Аватар Х (СИ) - "lanpirot" - Страница 16
- Предыдущая
- 16/53
- Следующая
— Заметано, дядь, — произнес мальчишка. — А сейчас не поможешь чем? Хоть жратвой, хоть денюжкой. А?
— Увы, Малек, сам на мели, — не стал я скрывать. — Никакой даже самой завалящей копеечки в кармане нет.
— У-у-у! — недовольно наморщил нос беспризорник. — А еще меня уму-разуму учишь. Таки где Карась-то, дядя? — Вновь вспомнил пацан с чего начинался наш разговор.

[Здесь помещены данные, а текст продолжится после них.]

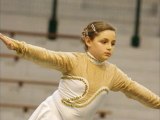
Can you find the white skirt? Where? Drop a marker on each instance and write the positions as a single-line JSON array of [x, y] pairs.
[[47, 110]]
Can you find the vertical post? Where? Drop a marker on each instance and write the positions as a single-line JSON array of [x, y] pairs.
[[135, 42], [52, 28]]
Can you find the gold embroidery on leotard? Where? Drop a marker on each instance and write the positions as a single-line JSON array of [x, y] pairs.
[[84, 99]]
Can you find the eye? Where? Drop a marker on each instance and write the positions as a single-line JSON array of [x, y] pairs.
[[113, 43], [103, 41]]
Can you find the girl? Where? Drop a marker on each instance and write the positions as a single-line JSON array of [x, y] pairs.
[[87, 77]]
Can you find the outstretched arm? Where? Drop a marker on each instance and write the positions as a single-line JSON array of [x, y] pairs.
[[61, 61], [132, 89]]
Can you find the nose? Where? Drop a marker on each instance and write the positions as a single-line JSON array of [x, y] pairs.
[[109, 46]]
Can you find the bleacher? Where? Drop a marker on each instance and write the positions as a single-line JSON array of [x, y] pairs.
[[19, 98]]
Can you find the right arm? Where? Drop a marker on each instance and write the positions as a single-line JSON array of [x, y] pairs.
[[61, 61]]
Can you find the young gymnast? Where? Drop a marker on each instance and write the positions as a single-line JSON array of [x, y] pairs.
[[86, 77]]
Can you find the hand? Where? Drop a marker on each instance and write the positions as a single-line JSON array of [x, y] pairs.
[[7, 41]]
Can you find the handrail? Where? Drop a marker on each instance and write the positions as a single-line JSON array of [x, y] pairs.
[[26, 107], [14, 32], [36, 82]]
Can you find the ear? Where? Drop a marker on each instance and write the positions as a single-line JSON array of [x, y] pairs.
[[88, 41]]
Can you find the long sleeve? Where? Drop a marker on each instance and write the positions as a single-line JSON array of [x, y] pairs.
[[121, 82], [62, 61]]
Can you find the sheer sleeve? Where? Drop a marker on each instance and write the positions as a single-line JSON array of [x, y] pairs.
[[121, 82], [62, 61]]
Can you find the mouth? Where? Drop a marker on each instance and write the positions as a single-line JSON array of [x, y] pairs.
[[107, 54]]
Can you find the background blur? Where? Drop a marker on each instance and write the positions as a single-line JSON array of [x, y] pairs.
[[24, 85]]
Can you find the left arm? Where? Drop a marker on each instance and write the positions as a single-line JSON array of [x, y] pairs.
[[121, 82]]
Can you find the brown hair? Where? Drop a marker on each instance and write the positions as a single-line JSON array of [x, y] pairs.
[[94, 28]]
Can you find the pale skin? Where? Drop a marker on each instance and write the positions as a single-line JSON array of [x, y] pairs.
[[102, 46], [7, 41]]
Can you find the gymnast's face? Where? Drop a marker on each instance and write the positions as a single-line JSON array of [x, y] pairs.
[[102, 46]]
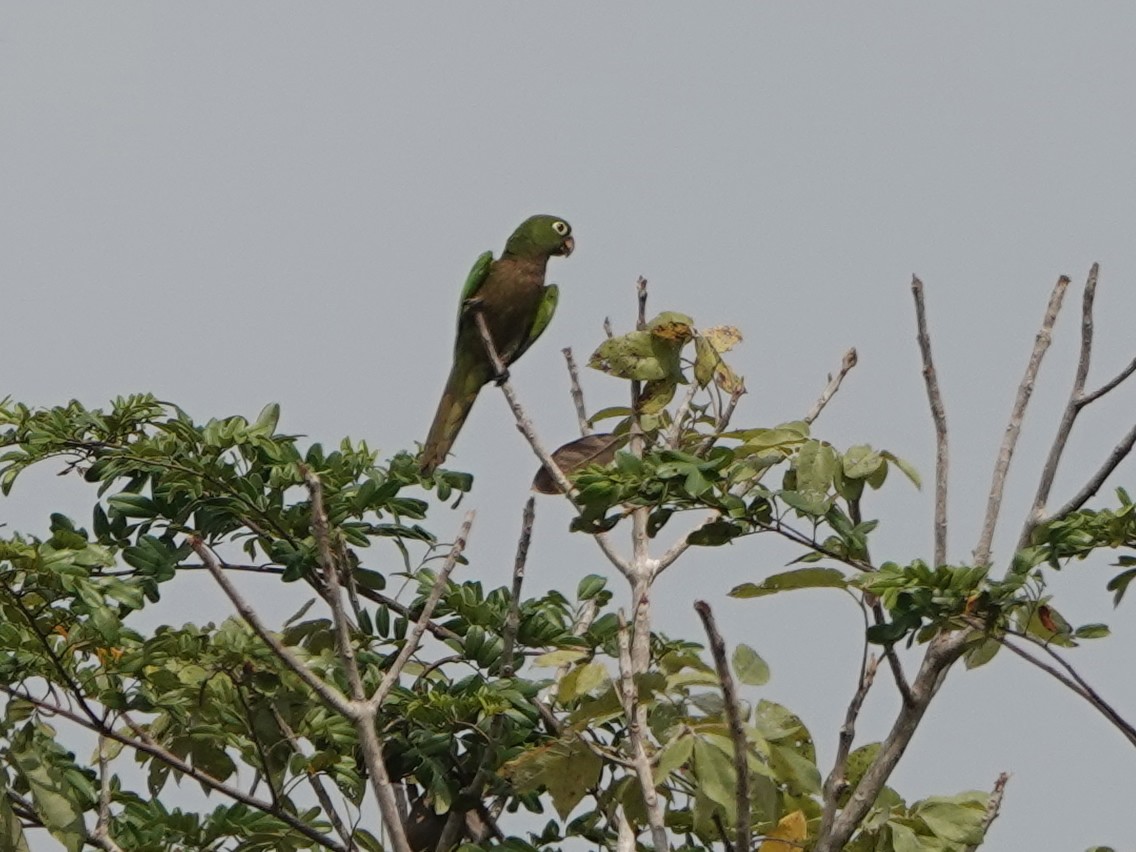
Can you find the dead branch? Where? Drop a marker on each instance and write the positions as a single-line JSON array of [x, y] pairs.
[[577, 393], [834, 384], [736, 728], [1012, 429], [938, 417]]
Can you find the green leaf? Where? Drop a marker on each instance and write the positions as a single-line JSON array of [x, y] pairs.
[[749, 666], [715, 533], [787, 581], [591, 586], [1092, 631], [904, 466], [673, 757], [56, 801]]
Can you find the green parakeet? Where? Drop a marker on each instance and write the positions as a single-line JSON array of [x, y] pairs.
[[517, 307]]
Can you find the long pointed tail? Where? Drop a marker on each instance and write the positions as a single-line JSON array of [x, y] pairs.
[[461, 390]]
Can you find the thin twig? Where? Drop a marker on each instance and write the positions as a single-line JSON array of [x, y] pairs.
[[836, 783], [1118, 454], [577, 393], [328, 694], [1069, 416], [102, 825], [1071, 679], [528, 431], [629, 698], [938, 418], [942, 652], [315, 780], [834, 384], [331, 569], [512, 620], [736, 728], [1110, 385], [1012, 429], [993, 807], [416, 634]]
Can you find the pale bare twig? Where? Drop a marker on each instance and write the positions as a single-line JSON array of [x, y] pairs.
[[315, 780], [942, 652], [328, 694], [101, 835], [993, 807], [736, 728], [1078, 399], [629, 699], [1012, 429], [331, 569], [512, 620], [148, 745], [1070, 678], [577, 393], [834, 384], [938, 418], [529, 432], [416, 634], [836, 783]]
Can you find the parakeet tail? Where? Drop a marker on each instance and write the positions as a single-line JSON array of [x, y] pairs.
[[457, 401]]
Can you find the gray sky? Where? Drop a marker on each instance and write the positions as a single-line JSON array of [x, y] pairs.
[[234, 203]]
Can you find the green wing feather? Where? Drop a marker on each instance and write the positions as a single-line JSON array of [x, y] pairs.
[[474, 281], [544, 312]]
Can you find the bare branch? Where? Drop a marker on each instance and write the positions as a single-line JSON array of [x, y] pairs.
[[736, 728], [577, 393], [938, 417], [528, 431], [331, 569], [416, 635], [101, 835], [1072, 408], [148, 745], [942, 652], [327, 693], [629, 698], [993, 807], [834, 384], [1012, 429], [1072, 681], [512, 621], [836, 783], [1110, 385], [1118, 454], [315, 780]]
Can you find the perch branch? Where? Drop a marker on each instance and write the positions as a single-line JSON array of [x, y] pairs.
[[938, 417], [577, 393], [528, 431], [629, 696], [736, 728], [834, 384], [836, 783], [1012, 429]]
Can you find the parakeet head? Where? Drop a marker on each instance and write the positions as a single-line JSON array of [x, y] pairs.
[[541, 235]]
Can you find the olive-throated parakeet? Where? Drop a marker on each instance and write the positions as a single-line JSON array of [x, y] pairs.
[[517, 306]]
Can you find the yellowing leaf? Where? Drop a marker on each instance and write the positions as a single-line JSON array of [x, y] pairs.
[[792, 827]]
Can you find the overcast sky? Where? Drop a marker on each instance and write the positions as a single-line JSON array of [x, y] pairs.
[[234, 203]]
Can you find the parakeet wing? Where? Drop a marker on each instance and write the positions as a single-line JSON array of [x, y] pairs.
[[543, 317], [474, 281]]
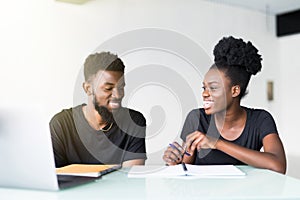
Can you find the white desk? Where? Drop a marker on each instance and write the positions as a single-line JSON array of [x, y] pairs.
[[258, 184]]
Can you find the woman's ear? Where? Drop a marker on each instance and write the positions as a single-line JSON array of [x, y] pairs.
[[87, 88], [235, 90]]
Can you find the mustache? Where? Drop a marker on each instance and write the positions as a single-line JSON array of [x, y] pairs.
[[106, 115]]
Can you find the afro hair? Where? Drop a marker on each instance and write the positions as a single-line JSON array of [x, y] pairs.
[[235, 52]]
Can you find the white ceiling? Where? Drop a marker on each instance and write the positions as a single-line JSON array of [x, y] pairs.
[[271, 7]]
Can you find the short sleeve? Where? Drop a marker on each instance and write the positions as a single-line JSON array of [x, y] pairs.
[[267, 124]]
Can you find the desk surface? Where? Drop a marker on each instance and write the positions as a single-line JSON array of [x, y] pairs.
[[257, 184]]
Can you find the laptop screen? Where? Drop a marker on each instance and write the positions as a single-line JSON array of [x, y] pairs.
[[26, 154]]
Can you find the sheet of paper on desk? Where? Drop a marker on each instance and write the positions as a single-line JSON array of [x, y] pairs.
[[195, 171]]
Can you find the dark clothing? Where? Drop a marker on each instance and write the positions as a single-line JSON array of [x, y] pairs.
[[259, 124], [75, 141]]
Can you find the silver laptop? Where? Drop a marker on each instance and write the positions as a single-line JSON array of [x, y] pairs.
[[26, 153]]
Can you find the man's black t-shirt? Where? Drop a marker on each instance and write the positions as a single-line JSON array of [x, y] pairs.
[[259, 124], [75, 141]]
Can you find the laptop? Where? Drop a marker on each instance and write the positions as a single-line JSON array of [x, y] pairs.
[[26, 154]]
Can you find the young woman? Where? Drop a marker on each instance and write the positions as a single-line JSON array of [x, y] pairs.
[[223, 131]]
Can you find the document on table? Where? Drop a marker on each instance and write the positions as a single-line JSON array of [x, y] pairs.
[[197, 171]]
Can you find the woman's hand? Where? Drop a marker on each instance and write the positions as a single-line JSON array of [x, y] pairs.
[[198, 140], [173, 155]]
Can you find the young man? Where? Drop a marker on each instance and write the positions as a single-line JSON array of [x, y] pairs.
[[101, 131]]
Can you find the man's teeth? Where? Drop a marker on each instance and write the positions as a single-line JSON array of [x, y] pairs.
[[207, 104]]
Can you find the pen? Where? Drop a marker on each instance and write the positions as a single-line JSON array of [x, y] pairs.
[[174, 147], [184, 168]]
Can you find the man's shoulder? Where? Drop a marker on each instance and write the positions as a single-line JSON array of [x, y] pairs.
[[126, 114], [64, 114], [258, 113]]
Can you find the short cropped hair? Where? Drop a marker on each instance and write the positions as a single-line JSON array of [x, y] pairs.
[[102, 61]]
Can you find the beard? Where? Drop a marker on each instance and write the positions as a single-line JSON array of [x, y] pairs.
[[106, 115]]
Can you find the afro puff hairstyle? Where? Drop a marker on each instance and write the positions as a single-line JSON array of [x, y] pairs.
[[238, 60], [235, 52]]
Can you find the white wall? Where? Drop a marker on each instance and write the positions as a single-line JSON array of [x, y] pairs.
[[44, 44], [289, 92]]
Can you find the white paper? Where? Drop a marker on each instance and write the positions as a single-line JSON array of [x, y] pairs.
[[176, 171]]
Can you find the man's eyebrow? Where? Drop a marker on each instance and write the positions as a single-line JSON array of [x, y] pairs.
[[108, 83], [211, 82]]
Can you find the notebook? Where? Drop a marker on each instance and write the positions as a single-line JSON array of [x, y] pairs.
[[90, 170], [26, 153]]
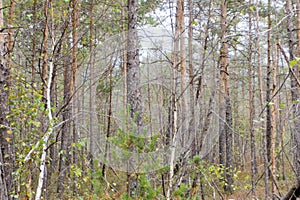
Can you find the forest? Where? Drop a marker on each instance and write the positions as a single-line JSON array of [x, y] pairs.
[[150, 99]]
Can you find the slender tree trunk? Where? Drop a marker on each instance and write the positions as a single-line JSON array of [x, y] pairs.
[[251, 105], [69, 88], [269, 131], [222, 79], [225, 113], [182, 69], [91, 95], [5, 138], [134, 97], [273, 123], [295, 98], [192, 132], [44, 52]]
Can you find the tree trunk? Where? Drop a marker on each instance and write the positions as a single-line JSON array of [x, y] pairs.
[[251, 105], [5, 138], [134, 97], [192, 132], [295, 98], [225, 122], [269, 129], [69, 88]]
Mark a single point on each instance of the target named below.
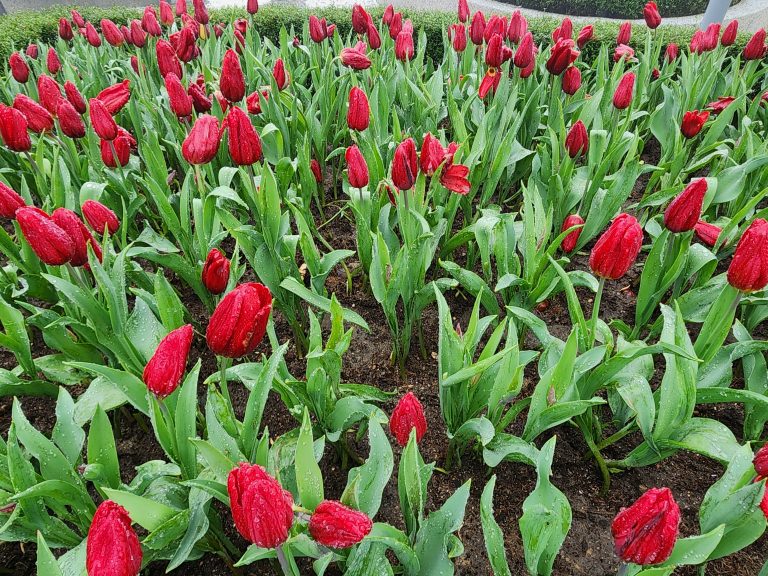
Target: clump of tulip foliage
(164, 193)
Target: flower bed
(336, 299)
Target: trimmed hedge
(20, 28)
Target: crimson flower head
(616, 250)
(13, 129)
(357, 169)
(19, 68)
(577, 139)
(693, 122)
(100, 217)
(622, 98)
(404, 165)
(112, 546)
(10, 201)
(562, 55)
(51, 244)
(202, 143)
(336, 526)
(569, 242)
(163, 372)
(651, 15)
(646, 532)
(408, 415)
(240, 320)
(261, 509)
(684, 211)
(216, 271)
(243, 141)
(748, 271)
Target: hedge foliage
(20, 28)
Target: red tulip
(684, 211)
(518, 26)
(179, 99)
(616, 250)
(729, 34)
(693, 122)
(749, 267)
(358, 114)
(19, 68)
(243, 140)
(625, 33)
(240, 320)
(116, 96)
(51, 244)
(755, 48)
(202, 143)
(100, 217)
(216, 271)
(112, 546)
(577, 140)
(164, 371)
(357, 169)
(38, 118)
(622, 98)
(261, 509)
(13, 129)
(569, 242)
(280, 74)
(74, 97)
(571, 80)
(10, 201)
(646, 532)
(562, 55)
(651, 15)
(70, 122)
(477, 28)
(407, 415)
(404, 165)
(336, 526)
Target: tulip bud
(51, 244)
(13, 129)
(571, 80)
(404, 165)
(358, 114)
(202, 143)
(729, 34)
(101, 120)
(748, 271)
(616, 250)
(240, 320)
(569, 242)
(70, 122)
(651, 15)
(19, 68)
(407, 415)
(357, 169)
(693, 122)
(684, 211)
(112, 546)
(216, 271)
(622, 98)
(10, 201)
(336, 526)
(38, 118)
(261, 509)
(577, 140)
(707, 233)
(243, 141)
(646, 532)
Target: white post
(715, 12)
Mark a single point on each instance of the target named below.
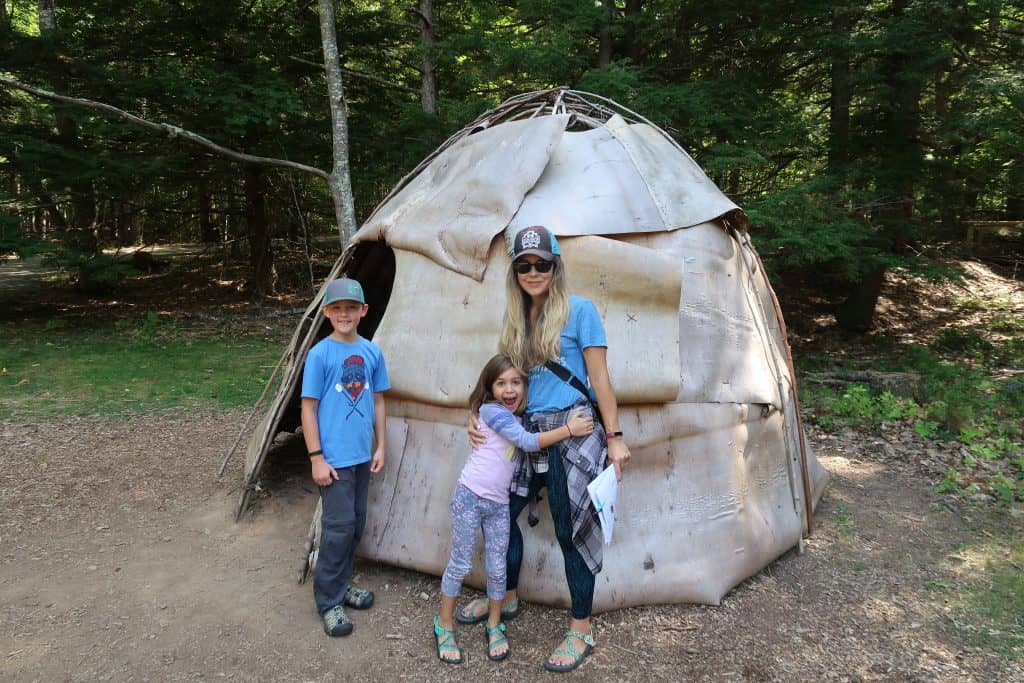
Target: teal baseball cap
(343, 289)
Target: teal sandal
(495, 636)
(469, 616)
(358, 598)
(570, 650)
(444, 641)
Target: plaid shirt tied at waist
(584, 458)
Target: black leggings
(578, 574)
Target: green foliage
(987, 605)
(856, 406)
(966, 397)
(133, 366)
(808, 226)
(93, 273)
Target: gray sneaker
(336, 622)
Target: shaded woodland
(858, 136)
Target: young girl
(544, 327)
(481, 499)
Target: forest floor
(120, 560)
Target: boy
(343, 388)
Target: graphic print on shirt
(353, 382)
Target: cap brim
(328, 302)
(546, 255)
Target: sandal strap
(448, 642)
(587, 638)
(496, 635)
(469, 610)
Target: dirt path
(119, 560)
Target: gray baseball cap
(343, 289)
(536, 240)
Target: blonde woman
(560, 338)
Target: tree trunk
(341, 180)
(260, 251)
(604, 33)
(839, 103)
(46, 16)
(428, 84)
(632, 44)
(207, 230)
(857, 312)
(901, 156)
(83, 208)
(1015, 191)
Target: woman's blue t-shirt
(583, 330)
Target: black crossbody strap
(565, 375)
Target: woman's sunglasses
(522, 267)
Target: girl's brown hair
(481, 392)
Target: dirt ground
(120, 560)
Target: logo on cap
(530, 240)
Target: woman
(549, 332)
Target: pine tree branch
(171, 131)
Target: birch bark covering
(722, 481)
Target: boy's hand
(324, 474)
(377, 464)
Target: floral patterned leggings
(469, 514)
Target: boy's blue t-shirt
(344, 377)
(584, 329)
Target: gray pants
(343, 520)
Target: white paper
(602, 493)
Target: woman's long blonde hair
(530, 347)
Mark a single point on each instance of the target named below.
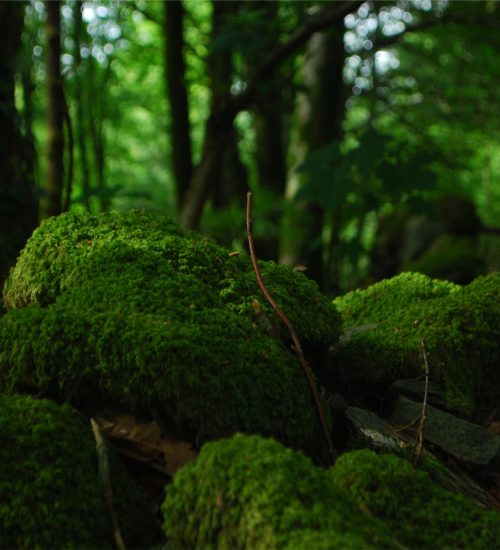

— За Карася своего можешь забыть — не увидишь его больше, — сообщил я мальцу. — Завязать он решил, и вообще из города уехал. Далеко… на севера… И кореша своего с собой прихватил. Абрека.
— Мусора, что ль, их повязали? — По-своему понял мои слова беспризорник.
— Ну, типа того, — уклончиво ответил я.
— Не-е-е, — протянул он, — че-то ты свистишь, дядя! Ни воронка, ни легашей не было!
— Но их ты больше точно не увидишь. Гарантию даю, — заверил я беспризорника. — Убыли они… На вечное поселение…
— Так это… — Вновь почесал нечесаные вихры под шапкой Малек. — Что ли долю в общак седни можно не заносить? Раз собирать некому?
— Можно, — подтвердил я. — Гуляй, рванина!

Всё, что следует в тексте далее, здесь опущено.